Rushed Rollouts, Untested Software, Predictable Failures
Massive transformation projects often take so much time to set up that they’re invariably behind before they’ve even begun. And while the “context” and “uncontrollable delays” mean that the schedule doubles or triples or even quadruples, there are few efforts made to accelerate delivery. Until, due to outside pressure or someone just deciding that “enough is enough,” the project is rushed through to completion. The result? As we saw above, perhaps the two most important parts of the project are either neutered or abandoned: testing and scaled roll-out.
The most important element of any software is that it works, and we can’t know that unless we see people using it. But user testing isn’t just someone poking around for a couple of hours, as is often the case in government software testing. It’s meant to simulate real-life scenarios: People doing the work for hours per day, every day, until you can be sure that the software has run the gauntlet of every possible pain point.
This is why, when a new stadium is opened, they make a big ceremony of everyone flushing the toilets all at once. You can’t know that the plumbing will hold if you pretend that 80,000 people are going to flush in a respectable and orderly sequence.
Compounding that first massive gap in judgment, all three of these projects went for the “big bang” approach: rolled out the software virtually everywhere, all at once, rather than first implementing in a few smaller agencies, adjusting where needed, and rolling out another handful. By tempting fate and launching everywhere with unproven software, they might as well have just called it “the unsinkable Titanic.”

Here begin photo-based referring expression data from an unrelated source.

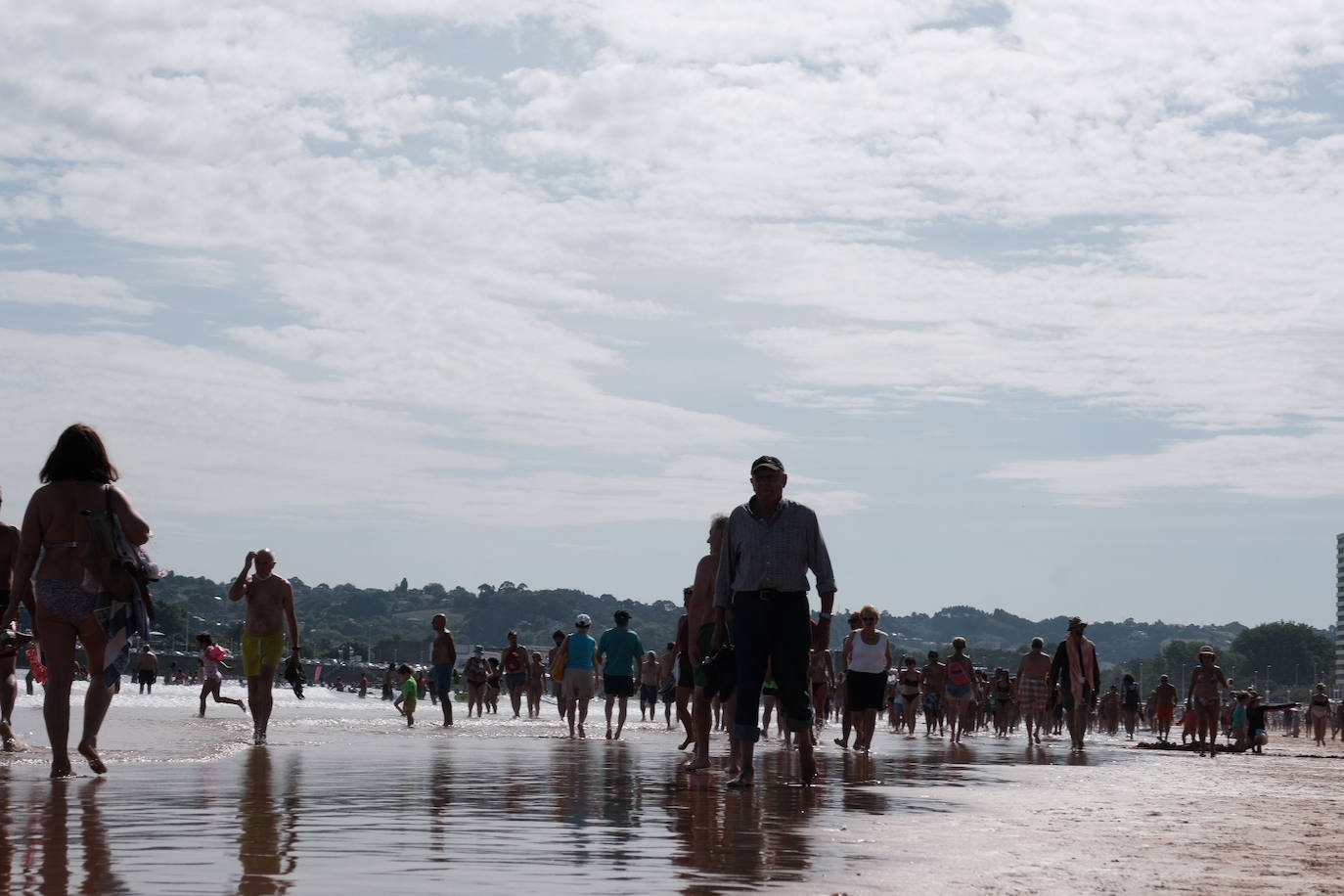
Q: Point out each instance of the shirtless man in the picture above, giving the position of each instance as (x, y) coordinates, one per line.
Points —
(515, 670)
(1034, 688)
(269, 607)
(1206, 686)
(444, 657)
(682, 669)
(147, 669)
(667, 681)
(8, 684)
(1164, 700)
(699, 623)
(934, 683)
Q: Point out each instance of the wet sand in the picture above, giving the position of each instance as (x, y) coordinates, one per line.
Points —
(345, 799)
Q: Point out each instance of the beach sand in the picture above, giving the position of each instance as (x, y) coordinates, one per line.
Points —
(347, 799)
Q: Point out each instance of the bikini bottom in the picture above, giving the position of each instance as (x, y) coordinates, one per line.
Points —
(65, 601)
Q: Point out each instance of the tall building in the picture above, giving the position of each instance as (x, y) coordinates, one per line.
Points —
(1339, 615)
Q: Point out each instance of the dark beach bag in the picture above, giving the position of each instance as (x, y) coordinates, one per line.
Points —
(119, 568)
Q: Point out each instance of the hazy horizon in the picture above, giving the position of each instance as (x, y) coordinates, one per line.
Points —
(1038, 302)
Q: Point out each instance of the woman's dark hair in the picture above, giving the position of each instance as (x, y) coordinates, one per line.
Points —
(78, 456)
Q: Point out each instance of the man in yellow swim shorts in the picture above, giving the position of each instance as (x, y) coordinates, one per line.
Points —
(270, 606)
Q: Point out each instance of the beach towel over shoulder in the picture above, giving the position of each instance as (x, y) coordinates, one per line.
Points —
(122, 574)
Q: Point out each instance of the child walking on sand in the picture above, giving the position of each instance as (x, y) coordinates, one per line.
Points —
(1239, 719)
(406, 702)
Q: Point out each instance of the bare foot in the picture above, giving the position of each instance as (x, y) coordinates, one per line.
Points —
(89, 752)
(11, 743)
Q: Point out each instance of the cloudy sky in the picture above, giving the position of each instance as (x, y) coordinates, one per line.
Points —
(1039, 302)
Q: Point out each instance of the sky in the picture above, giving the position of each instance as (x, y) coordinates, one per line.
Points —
(1038, 302)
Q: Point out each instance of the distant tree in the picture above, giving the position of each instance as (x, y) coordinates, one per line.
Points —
(1283, 648)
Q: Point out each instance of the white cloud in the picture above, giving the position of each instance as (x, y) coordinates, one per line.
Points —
(49, 288)
(1256, 467)
(495, 250)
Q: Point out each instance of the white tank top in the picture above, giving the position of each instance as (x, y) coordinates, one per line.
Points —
(869, 657)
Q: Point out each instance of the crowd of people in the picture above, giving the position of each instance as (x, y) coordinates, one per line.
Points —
(747, 648)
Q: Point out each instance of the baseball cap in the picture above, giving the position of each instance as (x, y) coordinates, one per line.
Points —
(769, 463)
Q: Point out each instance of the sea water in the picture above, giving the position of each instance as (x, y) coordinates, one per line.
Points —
(347, 799)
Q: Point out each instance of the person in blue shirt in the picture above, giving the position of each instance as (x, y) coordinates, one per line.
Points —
(577, 655)
(617, 653)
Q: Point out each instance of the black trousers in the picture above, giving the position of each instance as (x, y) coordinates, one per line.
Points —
(772, 628)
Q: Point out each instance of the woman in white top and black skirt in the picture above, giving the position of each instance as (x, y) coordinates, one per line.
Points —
(867, 655)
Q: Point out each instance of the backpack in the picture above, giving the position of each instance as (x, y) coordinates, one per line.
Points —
(118, 567)
(122, 574)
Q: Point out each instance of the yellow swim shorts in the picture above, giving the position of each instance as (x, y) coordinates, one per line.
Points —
(262, 651)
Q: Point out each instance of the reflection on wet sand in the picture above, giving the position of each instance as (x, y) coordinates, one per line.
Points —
(740, 838)
(47, 834)
(266, 828)
(607, 817)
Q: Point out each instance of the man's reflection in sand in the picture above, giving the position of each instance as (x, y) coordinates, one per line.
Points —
(441, 805)
(54, 877)
(743, 837)
(266, 824)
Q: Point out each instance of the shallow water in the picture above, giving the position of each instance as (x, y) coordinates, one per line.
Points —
(347, 799)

Real Reform Means Facing the Past, Not Ignoring It
Unfortunately, the long-term effect of these failures is a reduction in ambition. Rather than make the government as efficient as a Silicon Valley tech company, officials might as well keep the 40-year-old systems: They might be slow and inefficient, but at least no one will watch us try to fix it, right? What makes things difficult, however, does not make them impossible. As pervasive as these cultural issues are, there’s another quality that’s just as prevalent in government cultures: the desire to finally get things right.
Every public sector project team wants to deliver the rare government “win,” and that enthusiasm grows the bigger and more ambitious the goal. And which politician wouldn’t want to brag about how their leadership brought a cheaper government, or a faster government? While the infrastructure and the overall culture can hold things back, the individuals within those structures can—and want to—do more. The ambition is there, and the lessons from previous failures can help build the blueprints for future successes—not excuses to run away from what the public needs.
For that reason, I strongly believe that governments can deliver needed change. And to build more trust with their citizens, that change is more important now than ever.